Bhirrana, also Bhirdana and Birhana, (IAST: Bhirḍāna) is an archaeological site, located in a small village in the Fatehabad district of the north Indian state of Haryana. Bhirrana's earliest archaeological layers contained two charcoal samples dating to the 8th-7th millennium BCE, predating the Indus Valley civilisation, but occurring in the same levels with Hakra Ware pottery which had been dated to the 4th millennium BCE in other sites of the region, as well as "about half a dozen" other charcoal samples from the early levels of Bhirrana dated 3200-2600 BCE, and smelted copper artefacts indicating a Chalcolithic rather than Neolithic stage of development. The site is one of the many sites seen along the channels of the seasonal Ghaggar river, identified by ASI archeologists to be the Post-IVC, Rigvedic Saraswati river of c. 1500 BCE.

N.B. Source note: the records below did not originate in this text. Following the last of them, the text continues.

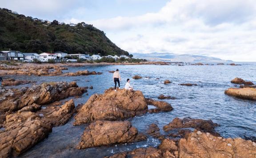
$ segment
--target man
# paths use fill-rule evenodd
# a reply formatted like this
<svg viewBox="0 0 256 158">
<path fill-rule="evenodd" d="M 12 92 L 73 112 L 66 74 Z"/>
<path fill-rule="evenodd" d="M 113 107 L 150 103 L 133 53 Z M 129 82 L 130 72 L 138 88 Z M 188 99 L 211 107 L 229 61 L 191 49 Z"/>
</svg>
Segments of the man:
<svg viewBox="0 0 256 158">
<path fill-rule="evenodd" d="M 120 81 L 121 80 L 121 76 L 119 73 L 119 70 L 116 69 L 116 72 L 113 74 L 113 78 L 114 82 L 115 82 L 115 91 L 116 91 L 116 82 L 118 83 L 118 87 L 120 87 Z"/>
<path fill-rule="evenodd" d="M 127 82 L 125 84 L 125 86 L 124 86 L 124 89 L 127 90 L 130 90 L 132 91 L 133 90 L 133 87 L 132 86 L 131 86 L 130 84 L 130 79 L 127 79 Z"/>
</svg>

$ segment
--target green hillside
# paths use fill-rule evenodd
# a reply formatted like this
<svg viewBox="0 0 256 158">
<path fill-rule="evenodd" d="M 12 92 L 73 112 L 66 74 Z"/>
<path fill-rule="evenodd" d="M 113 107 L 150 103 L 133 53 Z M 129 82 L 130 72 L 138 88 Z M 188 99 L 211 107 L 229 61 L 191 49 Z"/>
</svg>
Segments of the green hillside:
<svg viewBox="0 0 256 158">
<path fill-rule="evenodd" d="M 129 55 L 92 25 L 82 22 L 70 26 L 54 22 L 47 25 L 31 17 L 0 9 L 0 51 L 11 48 L 24 52 Z"/>
</svg>

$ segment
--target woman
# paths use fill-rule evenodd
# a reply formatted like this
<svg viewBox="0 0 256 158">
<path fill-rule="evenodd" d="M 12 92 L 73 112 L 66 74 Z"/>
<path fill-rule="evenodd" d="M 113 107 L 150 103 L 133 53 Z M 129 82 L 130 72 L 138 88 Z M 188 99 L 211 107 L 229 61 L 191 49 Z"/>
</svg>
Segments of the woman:
<svg viewBox="0 0 256 158">
<path fill-rule="evenodd" d="M 114 79 L 114 82 L 115 82 L 115 91 L 116 91 L 116 82 L 118 83 L 118 87 L 120 87 L 120 80 L 121 80 L 121 76 L 119 73 L 119 70 L 116 69 L 116 72 L 114 72 L 114 74 L 113 74 L 113 78 Z"/>
</svg>

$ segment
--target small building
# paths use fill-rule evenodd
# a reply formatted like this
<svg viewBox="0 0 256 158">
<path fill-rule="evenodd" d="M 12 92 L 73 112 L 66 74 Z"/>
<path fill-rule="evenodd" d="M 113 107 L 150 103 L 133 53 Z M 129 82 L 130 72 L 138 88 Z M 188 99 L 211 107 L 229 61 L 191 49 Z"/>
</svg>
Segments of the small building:
<svg viewBox="0 0 256 158">
<path fill-rule="evenodd" d="M 40 55 L 43 56 L 43 58 L 48 59 L 56 60 L 57 59 L 57 55 L 54 53 L 43 53 L 40 54 Z"/>
<path fill-rule="evenodd" d="M 7 60 L 23 60 L 25 59 L 25 55 L 22 52 L 19 51 L 2 51 L 2 52 L 6 53 Z"/>
<path fill-rule="evenodd" d="M 78 58 L 78 59 L 81 60 L 87 60 L 88 59 L 89 59 L 91 58 L 91 56 L 90 55 L 84 54 L 68 54 L 68 56 L 72 56 L 72 57 Z"/>
<path fill-rule="evenodd" d="M 120 58 L 124 58 L 124 59 L 129 59 L 129 58 L 128 56 L 127 56 L 125 55 L 120 55 Z"/>
<path fill-rule="evenodd" d="M 101 57 L 99 55 L 94 54 L 91 56 L 91 59 L 93 60 L 99 60 L 100 59 L 101 59 Z"/>
<path fill-rule="evenodd" d="M 64 59 L 65 56 L 68 56 L 68 53 L 60 51 L 56 51 L 54 54 L 57 55 L 57 58 L 58 59 Z"/>
<path fill-rule="evenodd" d="M 34 59 L 39 59 L 40 55 L 36 53 L 24 53 L 25 59 L 28 60 L 33 60 Z"/>
</svg>

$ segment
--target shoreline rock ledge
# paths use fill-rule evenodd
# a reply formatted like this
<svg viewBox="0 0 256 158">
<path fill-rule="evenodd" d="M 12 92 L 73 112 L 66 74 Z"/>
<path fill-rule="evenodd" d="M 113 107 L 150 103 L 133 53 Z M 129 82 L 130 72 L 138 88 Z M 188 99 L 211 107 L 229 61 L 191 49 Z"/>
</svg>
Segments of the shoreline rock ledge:
<svg viewBox="0 0 256 158">
<path fill-rule="evenodd" d="M 148 111 L 149 104 L 157 108 Z M 92 95 L 75 116 L 73 125 L 95 120 L 115 121 L 145 114 L 148 111 L 159 112 L 172 110 L 171 105 L 166 102 L 146 99 L 140 91 L 119 89 L 115 92 L 113 88 L 110 88 L 103 94 Z"/>
</svg>

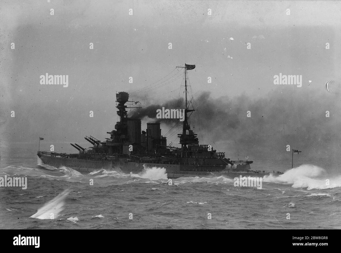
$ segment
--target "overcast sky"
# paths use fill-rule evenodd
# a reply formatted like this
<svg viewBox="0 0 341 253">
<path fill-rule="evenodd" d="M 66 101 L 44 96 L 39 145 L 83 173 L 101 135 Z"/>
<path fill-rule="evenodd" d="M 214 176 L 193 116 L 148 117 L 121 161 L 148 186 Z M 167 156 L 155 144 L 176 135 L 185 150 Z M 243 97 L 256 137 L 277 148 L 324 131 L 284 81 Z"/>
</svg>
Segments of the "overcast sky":
<svg viewBox="0 0 341 253">
<path fill-rule="evenodd" d="M 173 91 L 180 87 L 182 77 L 174 69 L 186 62 L 196 66 L 188 75 L 198 107 L 201 96 L 216 101 L 212 106 L 217 108 L 226 110 L 231 106 L 233 115 L 240 113 L 240 122 L 251 111 L 254 122 L 236 127 L 240 135 L 236 149 L 250 148 L 244 143 L 238 146 L 248 131 L 253 136 L 243 125 L 251 129 L 260 124 L 257 117 L 267 111 L 271 117 L 264 125 L 286 124 L 293 135 L 300 131 L 300 141 L 308 147 L 318 138 L 305 135 L 302 125 L 309 124 L 317 132 L 322 131 L 321 148 L 331 146 L 333 157 L 339 156 L 334 142 L 340 140 L 340 9 L 341 2 L 332 1 L 3 1 L 2 146 L 35 142 L 39 136 L 50 142 L 76 142 L 90 135 L 103 140 L 117 120 L 116 91 L 128 92 L 132 99 L 148 98 L 144 107 L 176 99 L 179 91 Z M 68 75 L 68 87 L 41 85 L 40 77 L 46 73 Z M 275 85 L 273 76 L 280 73 L 301 75 L 302 87 Z M 170 82 L 172 77 L 177 79 Z M 156 82 L 150 88 L 164 78 L 167 85 Z M 323 84 L 328 79 L 336 82 L 333 94 Z M 281 108 L 286 110 L 281 112 Z M 333 117 L 326 118 L 327 110 Z M 93 118 L 89 117 L 90 110 Z M 284 117 L 288 112 L 296 121 Z M 220 129 L 225 123 L 221 122 Z M 325 132 L 326 127 L 331 132 Z M 208 136 L 229 148 L 226 143 L 231 136 L 217 132 L 204 132 L 203 140 L 209 141 Z M 331 146 L 327 134 L 334 136 Z M 247 141 L 253 142 L 250 152 L 256 142 L 283 144 L 277 139 Z"/>
</svg>

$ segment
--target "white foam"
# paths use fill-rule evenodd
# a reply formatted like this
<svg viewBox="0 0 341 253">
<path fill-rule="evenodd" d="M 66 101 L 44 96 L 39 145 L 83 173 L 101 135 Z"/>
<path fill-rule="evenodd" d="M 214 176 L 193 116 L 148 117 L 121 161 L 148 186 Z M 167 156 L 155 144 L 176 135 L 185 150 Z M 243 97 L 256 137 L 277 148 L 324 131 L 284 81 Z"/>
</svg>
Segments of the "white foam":
<svg viewBox="0 0 341 253">
<path fill-rule="evenodd" d="M 68 218 L 66 220 L 70 221 L 72 221 L 73 222 L 74 222 L 75 223 L 76 223 L 76 222 L 79 220 L 77 216 L 75 217 L 70 217 L 70 218 Z"/>
<path fill-rule="evenodd" d="M 134 174 L 130 172 L 130 175 L 132 177 L 139 177 L 141 178 L 146 178 L 152 180 L 157 180 L 158 179 L 167 179 L 167 173 L 166 169 L 164 168 L 157 167 L 149 168 L 143 164 L 144 169 L 142 172 L 137 174 Z"/>
<path fill-rule="evenodd" d="M 324 176 L 324 171 L 323 169 L 318 166 L 303 164 L 289 170 L 278 176 L 272 174 L 265 176 L 263 181 L 292 184 L 294 188 L 307 188 L 307 190 L 341 187 L 341 175 Z M 327 179 L 329 180 L 329 185 L 326 183 Z"/>
<path fill-rule="evenodd" d="M 42 207 L 38 209 L 38 211 L 30 218 L 41 220 L 50 219 L 51 214 L 53 214 L 55 217 L 57 217 L 59 212 L 63 210 L 64 200 L 69 192 L 68 190 L 65 190 L 45 204 Z"/>
</svg>

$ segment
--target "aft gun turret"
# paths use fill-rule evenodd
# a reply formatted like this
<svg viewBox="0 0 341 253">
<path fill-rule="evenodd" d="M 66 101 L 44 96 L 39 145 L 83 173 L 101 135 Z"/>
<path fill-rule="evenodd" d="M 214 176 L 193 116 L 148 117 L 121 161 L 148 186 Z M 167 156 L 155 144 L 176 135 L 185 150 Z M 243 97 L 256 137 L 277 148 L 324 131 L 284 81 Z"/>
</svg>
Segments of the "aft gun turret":
<svg viewBox="0 0 341 253">
<path fill-rule="evenodd" d="M 78 151 L 80 151 L 80 148 L 79 148 L 79 147 L 76 147 L 76 146 L 75 146 L 75 145 L 73 145 L 73 144 L 72 144 L 72 143 L 70 143 L 70 144 L 71 144 L 71 146 L 72 146 L 73 147 L 75 147 L 75 148 L 77 148 L 77 149 L 78 149 Z"/>
<path fill-rule="evenodd" d="M 95 141 L 93 139 L 92 139 L 91 140 L 92 141 L 94 142 L 96 144 L 96 145 L 97 145 L 97 147 L 102 147 L 102 144 L 101 144 L 101 143 L 100 143 L 99 142 L 97 141 Z"/>
<path fill-rule="evenodd" d="M 75 143 L 75 145 L 77 146 L 77 147 L 78 147 L 79 148 L 80 148 L 82 150 L 82 151 L 81 152 L 80 151 L 80 150 L 79 151 L 79 152 L 80 152 L 80 154 L 83 154 L 83 153 L 86 154 L 87 153 L 88 153 L 88 150 L 87 149 L 84 148 L 82 147 L 77 143 Z"/>
<path fill-rule="evenodd" d="M 85 153 L 86 153 L 86 152 L 85 152 L 85 151 L 84 151 L 85 150 L 85 149 L 83 148 L 82 148 L 79 145 L 77 145 L 77 144 L 76 144 L 76 143 L 75 143 L 75 144 L 76 144 L 76 145 L 77 145 L 77 146 L 75 146 L 74 145 L 73 145 L 73 144 L 72 144 L 72 143 L 70 143 L 70 144 L 71 144 L 71 145 L 73 147 L 75 147 L 75 148 L 77 148 L 77 149 L 78 150 L 78 151 L 79 152 L 79 154 L 84 154 Z"/>
<path fill-rule="evenodd" d="M 84 139 L 85 139 L 88 141 L 89 142 L 91 143 L 91 144 L 92 144 L 93 145 L 94 147 L 97 147 L 97 144 L 95 143 L 93 141 L 91 141 L 90 139 L 87 138 L 86 137 L 85 137 Z"/>
</svg>

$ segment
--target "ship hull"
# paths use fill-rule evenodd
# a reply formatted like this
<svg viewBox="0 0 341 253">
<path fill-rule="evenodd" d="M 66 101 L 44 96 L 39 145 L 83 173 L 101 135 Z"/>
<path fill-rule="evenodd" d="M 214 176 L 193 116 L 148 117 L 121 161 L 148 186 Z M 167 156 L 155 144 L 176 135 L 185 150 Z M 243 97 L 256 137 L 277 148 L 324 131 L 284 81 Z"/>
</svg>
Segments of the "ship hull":
<svg viewBox="0 0 341 253">
<path fill-rule="evenodd" d="M 46 164 L 54 166 L 57 169 L 63 167 L 73 169 L 81 173 L 87 174 L 90 172 L 104 169 L 108 171 L 118 170 L 129 174 L 131 172 L 137 174 L 143 171 L 146 168 L 164 168 L 168 178 L 176 178 L 182 177 L 213 177 L 223 176 L 234 178 L 239 177 L 250 176 L 261 177 L 270 174 L 277 176 L 281 173 L 263 172 L 250 172 L 250 165 L 238 166 L 238 171 L 219 171 L 219 169 L 212 166 L 201 166 L 197 165 L 185 165 L 164 162 L 162 163 L 153 162 L 138 162 L 124 161 L 105 160 L 89 160 L 77 158 L 65 158 L 44 155 L 39 157 Z"/>
</svg>

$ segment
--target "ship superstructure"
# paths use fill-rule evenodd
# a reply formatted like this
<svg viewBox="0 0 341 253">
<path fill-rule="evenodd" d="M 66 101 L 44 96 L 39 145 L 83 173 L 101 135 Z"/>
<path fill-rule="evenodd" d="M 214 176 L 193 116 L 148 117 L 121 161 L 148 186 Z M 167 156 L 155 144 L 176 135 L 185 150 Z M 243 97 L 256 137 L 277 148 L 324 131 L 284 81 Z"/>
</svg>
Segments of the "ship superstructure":
<svg viewBox="0 0 341 253">
<path fill-rule="evenodd" d="M 225 152 L 217 152 L 210 144 L 199 144 L 197 135 L 191 129 L 188 113 L 187 70 L 195 65 L 185 64 L 184 116 L 181 132 L 178 135 L 181 147 L 167 145 L 167 140 L 161 135 L 160 123 L 151 122 L 146 130 L 141 131 L 141 120 L 128 116 L 129 94 L 120 92 L 116 94 L 117 115 L 120 121 L 115 130 L 107 132 L 110 138 L 101 141 L 90 136 L 85 139 L 92 145 L 85 149 L 71 143 L 78 154 L 57 154 L 39 151 L 38 155 L 44 163 L 60 168 L 62 166 L 80 172 L 88 172 L 102 168 L 117 170 L 127 173 L 142 172 L 147 168 L 165 168 L 169 178 L 181 176 L 209 177 L 224 175 L 230 177 L 268 174 L 265 171 L 254 171 L 252 161 L 232 161 L 225 157 Z M 136 103 L 135 103 L 135 105 Z M 274 174 L 274 173 L 271 173 Z M 280 174 L 277 172 L 276 174 Z"/>
</svg>

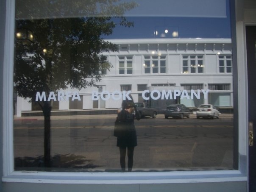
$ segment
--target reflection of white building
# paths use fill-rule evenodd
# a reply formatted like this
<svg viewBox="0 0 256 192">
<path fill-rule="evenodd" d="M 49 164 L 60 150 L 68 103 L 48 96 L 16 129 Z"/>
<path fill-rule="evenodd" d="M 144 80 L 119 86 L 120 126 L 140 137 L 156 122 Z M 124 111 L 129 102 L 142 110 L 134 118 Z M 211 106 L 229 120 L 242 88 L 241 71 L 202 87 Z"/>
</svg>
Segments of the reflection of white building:
<svg viewBox="0 0 256 192">
<path fill-rule="evenodd" d="M 116 91 L 131 91 L 135 102 L 142 101 L 145 90 L 209 89 L 208 98 L 154 100 L 153 106 L 165 108 L 173 102 L 188 107 L 211 103 L 218 107 L 233 106 L 231 40 L 227 39 L 161 39 L 110 40 L 119 51 L 104 52 L 113 65 L 97 86 L 79 91 L 81 101 L 56 102 L 59 110 L 114 109 L 121 100 L 107 98 Z M 71 90 L 65 90 L 72 91 Z M 92 100 L 98 92 L 103 99 Z M 200 95 L 202 95 L 201 93 Z M 150 100 L 151 101 L 151 100 Z M 18 98 L 17 115 L 34 109 L 33 104 Z"/>
</svg>

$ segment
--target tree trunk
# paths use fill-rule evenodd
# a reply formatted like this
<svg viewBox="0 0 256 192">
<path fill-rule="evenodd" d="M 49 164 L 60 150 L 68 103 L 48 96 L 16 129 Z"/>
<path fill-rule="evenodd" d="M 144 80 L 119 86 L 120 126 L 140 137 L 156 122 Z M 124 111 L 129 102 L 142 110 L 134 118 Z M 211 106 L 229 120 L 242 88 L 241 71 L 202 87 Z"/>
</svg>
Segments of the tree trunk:
<svg viewBox="0 0 256 192">
<path fill-rule="evenodd" d="M 48 102 L 45 102 L 43 113 L 45 117 L 45 133 L 44 139 L 44 160 L 45 167 L 51 167 L 50 153 L 50 114 L 51 107 Z"/>
</svg>

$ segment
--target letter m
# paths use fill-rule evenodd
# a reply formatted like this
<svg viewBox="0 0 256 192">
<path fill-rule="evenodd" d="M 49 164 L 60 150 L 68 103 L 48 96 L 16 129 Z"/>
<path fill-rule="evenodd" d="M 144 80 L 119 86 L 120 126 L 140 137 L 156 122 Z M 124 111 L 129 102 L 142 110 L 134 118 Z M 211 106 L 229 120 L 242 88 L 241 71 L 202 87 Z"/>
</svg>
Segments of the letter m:
<svg viewBox="0 0 256 192">
<path fill-rule="evenodd" d="M 46 96 L 45 96 L 45 92 L 43 91 L 42 92 L 42 95 L 40 95 L 40 92 L 36 92 L 36 101 L 38 101 L 39 100 L 42 101 L 42 100 L 46 100 Z"/>
</svg>

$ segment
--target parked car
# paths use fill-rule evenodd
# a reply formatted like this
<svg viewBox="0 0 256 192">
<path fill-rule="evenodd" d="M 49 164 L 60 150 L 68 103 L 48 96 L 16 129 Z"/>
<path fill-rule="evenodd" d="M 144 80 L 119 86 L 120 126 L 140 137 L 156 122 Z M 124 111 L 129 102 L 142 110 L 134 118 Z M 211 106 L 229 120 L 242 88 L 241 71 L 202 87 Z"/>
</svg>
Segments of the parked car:
<svg viewBox="0 0 256 192">
<path fill-rule="evenodd" d="M 139 113 L 141 118 L 145 116 L 152 117 L 155 118 L 157 115 L 156 109 L 151 107 L 147 103 L 135 103 L 135 106 Z"/>
<path fill-rule="evenodd" d="M 173 104 L 168 106 L 164 111 L 164 117 L 168 118 L 169 117 L 173 118 L 183 119 L 184 117 L 189 118 L 190 110 L 182 104 Z"/>
<path fill-rule="evenodd" d="M 198 119 L 200 117 L 210 117 L 214 119 L 219 118 L 220 111 L 213 105 L 200 105 L 196 111 L 196 117 Z"/>
</svg>

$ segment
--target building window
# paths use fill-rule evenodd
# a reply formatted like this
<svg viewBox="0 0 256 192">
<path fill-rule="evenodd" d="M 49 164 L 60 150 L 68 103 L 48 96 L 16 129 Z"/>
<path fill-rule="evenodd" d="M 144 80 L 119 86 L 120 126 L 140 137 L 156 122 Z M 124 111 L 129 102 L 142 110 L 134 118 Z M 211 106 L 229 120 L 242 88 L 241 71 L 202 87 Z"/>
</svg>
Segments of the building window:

Scholarly interpretation and dating of Bhirrana, as with a number of other archaeological sites of ancient India, has been subject to contestation regarding the methodologies and ideology of the Archaeological Survey of India (ASI): many senior officials of the ASI have been "embroiled in controversies" over pseudo-"scientific" efforts to legitimate the Hindutva ideology which identifies the ancient Harappans (incorrectly) with the Vedas and Sanskrit, in order to synthesize the nationalist narrative of Indian civilization as indigenous and continuous since its beginning, allegedly originating from the banks of the Saraswati River (rather than the Indus). A superintending archaeologist of the Bhirrana excavations was quoted as promoting the association of Harappans with the Vedas and the Saraswati river, and questions are being raised about the scientific quality of the excavations. Archaeologist Gregory Possehl—a leading expert of the Indus Valley civilization—expressed reservations "about temporal assertions made on the basis of radiocarbon dates" from Bhirrana.